I don't understand why it is limited to 255 chars. The kernel copies the string(s) into the programs memory so it would be a kernel bug if the program got a non null-terminated or too long string.
More importantly this program has a bug in that it doesn't check if there is an argument passed to it at all.
Good effort but can improve a lot. I would praise the documentation but it is rather imprecise. All in all i wouldn't put it on the front page of HN yet.
This is great feedback, which I plan to use to improve the echo program. I'm just learning (on my own), and I figured I would just post my progress and I would get some feedback; it worked!
echo is far from finished, and it's safe to say "I don't know what the hell I'm doing", but hey, I gotta start somewhere.
Maybe the 255-char limit is a feature? If this "fast echo" is meant to be used in a script that writes entries to a log where you wouldn't want long text anyway, or something like that... So having a known upper bound for the output size can be useful.
> I don't understand why it is limited to 255 chars. The kernel copies the string(s) into the programs memory so it would be a kernel bug if the program got a non null-terminated or too long string.
But you can also pass arguments to execve(2) which are not null-terminated.

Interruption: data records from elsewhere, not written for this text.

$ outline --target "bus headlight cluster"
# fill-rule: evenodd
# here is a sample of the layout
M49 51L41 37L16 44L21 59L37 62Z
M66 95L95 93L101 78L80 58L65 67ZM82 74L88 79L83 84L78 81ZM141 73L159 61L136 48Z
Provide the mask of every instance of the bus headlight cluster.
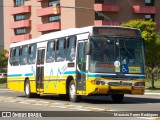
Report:
M95 81L96 85L105 85L106 82L105 81Z

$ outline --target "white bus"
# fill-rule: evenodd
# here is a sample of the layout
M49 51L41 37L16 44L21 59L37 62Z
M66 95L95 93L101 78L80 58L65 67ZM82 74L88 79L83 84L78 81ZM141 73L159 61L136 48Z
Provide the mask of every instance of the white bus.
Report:
M144 65L138 29L72 28L11 44L8 88L28 98L59 94L77 102L81 96L111 95L121 102L124 94L144 94Z

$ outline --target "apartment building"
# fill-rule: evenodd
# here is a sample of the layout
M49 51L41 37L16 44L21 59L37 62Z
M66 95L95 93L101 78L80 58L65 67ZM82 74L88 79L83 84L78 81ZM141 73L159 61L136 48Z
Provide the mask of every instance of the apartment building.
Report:
M57 12L54 4L61 6ZM120 25L131 19L153 19L160 30L160 0L4 0L3 5L9 6L3 7L7 50L12 42L49 32L89 25Z
M0 0L0 16L3 16L3 0ZM3 17L0 17L0 50L4 49Z

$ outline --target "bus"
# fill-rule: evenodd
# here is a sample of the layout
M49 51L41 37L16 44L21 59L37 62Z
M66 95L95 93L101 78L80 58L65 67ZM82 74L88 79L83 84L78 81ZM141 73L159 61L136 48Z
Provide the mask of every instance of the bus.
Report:
M81 96L110 95L122 102L124 94L144 94L144 66L139 29L87 26L12 43L7 82L28 98L57 94L78 102Z

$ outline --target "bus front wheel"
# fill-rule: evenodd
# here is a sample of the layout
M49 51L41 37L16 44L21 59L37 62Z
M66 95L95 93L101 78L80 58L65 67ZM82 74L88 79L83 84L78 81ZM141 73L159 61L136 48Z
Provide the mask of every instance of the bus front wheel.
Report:
M29 82L29 80L27 80L26 82L25 82L25 96L27 97L27 98L33 98L33 97L39 97L40 95L39 94L37 94L37 93L31 93L31 90L30 90L31 88L30 88L30 82Z
M69 99L71 102L79 102L81 99L80 95L76 95L74 80L72 80L69 85Z
M123 101L124 94L113 94L111 95L113 102L120 103Z

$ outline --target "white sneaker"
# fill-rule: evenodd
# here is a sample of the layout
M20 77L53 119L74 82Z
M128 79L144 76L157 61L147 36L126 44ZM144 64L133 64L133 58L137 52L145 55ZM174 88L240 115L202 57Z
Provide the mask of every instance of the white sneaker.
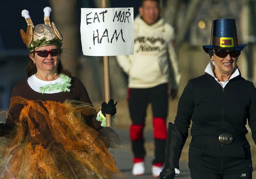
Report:
M132 173L134 176L143 175L145 173L144 162L137 162L133 164Z
M153 165L151 168L152 176L154 178L159 177L160 172L162 171L163 169L163 167L162 166L158 167L155 165Z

The kernel copies the strings you pass in the array of pointers. (haven't checked though, but it is better then the alternative of not copying and dealing with the mess)
Maybe only a few pages remain as programs don't inherit memory from their parents. It could be done for those strings but consider that mappings are in 4k pages (so the rest of the page would have to be cleared to 0).
Serious answer: Because many developers regard assembly as some sort deep magic only understood by elder gods.
This, of course, comes from some vague (and not entirely correct) understanding of "assembly" running beneath everything else, and thus being fundamental, yet not immediately useful to a large category of developers today. Hence it seems important but archaic. Archaic + difficult = elder knowledge.
I've actually had a few coworkers think I'm some sort of elder god when I find the root cause of subtle bugs that would've either required deep knowledge of the C++ standard, or not-as-deep knowledge of Asm. These are bugs that others have spent many hours staring at the source and stepping through in a debugger without any better idea of why they occur, but are solved in minutes by a glance at the Asm. IMHO if you are working with native code at all, it's a very useful skill to have.
Even though it was a bit of a "sufferance", I enjoy having been full circle somehow. Starting with Java OOP in college, then went lisp maniac [1], then ml/FP. Which were all somehow further away from the machine, in a way. But at the same time lisp model seems a fairly thin layer over raw asm. And you realize that primitives of computing: arithmetic, logic, iterations.. are very similar whatever the language or paradigm. I then learned a bit about continuation, non determinism, compilation and now I'm almost free. A language is mostly an encoding. Most of them speak about the same things but in a different clothing.
Not 100% free, I think I need to finish my compiler training and forth bootstraping before I can claim that.
I can't really suggest others to follow the lisp, ml, prolog road though, so I'll just state what I wrote above.
[1] SICP especially, with its gradual pedagogy. From substitution, to environment, to register machines. You can see the relationships up close.
From my experience most of the hard to trace errors come from uninitialized variables and they are usually valgrindable. It is VM-based so it can cache jumps and other conditions that depend one uninitialized vars via taint analysis.
Yes. From experience, many developers, namely newly-graduated college students from not-so-rigorous programs, have little idea of Assembly. The same applies with theoretical computer science (Turing Machines, FSMs, PDAs etc.), algorithmic analysis and fundamentals of computing hardware (flip-flops, half/full adders, basic CPU design).
Even for echo, this one is extremely minimalist: first argument only, and a maximum of 255 characters.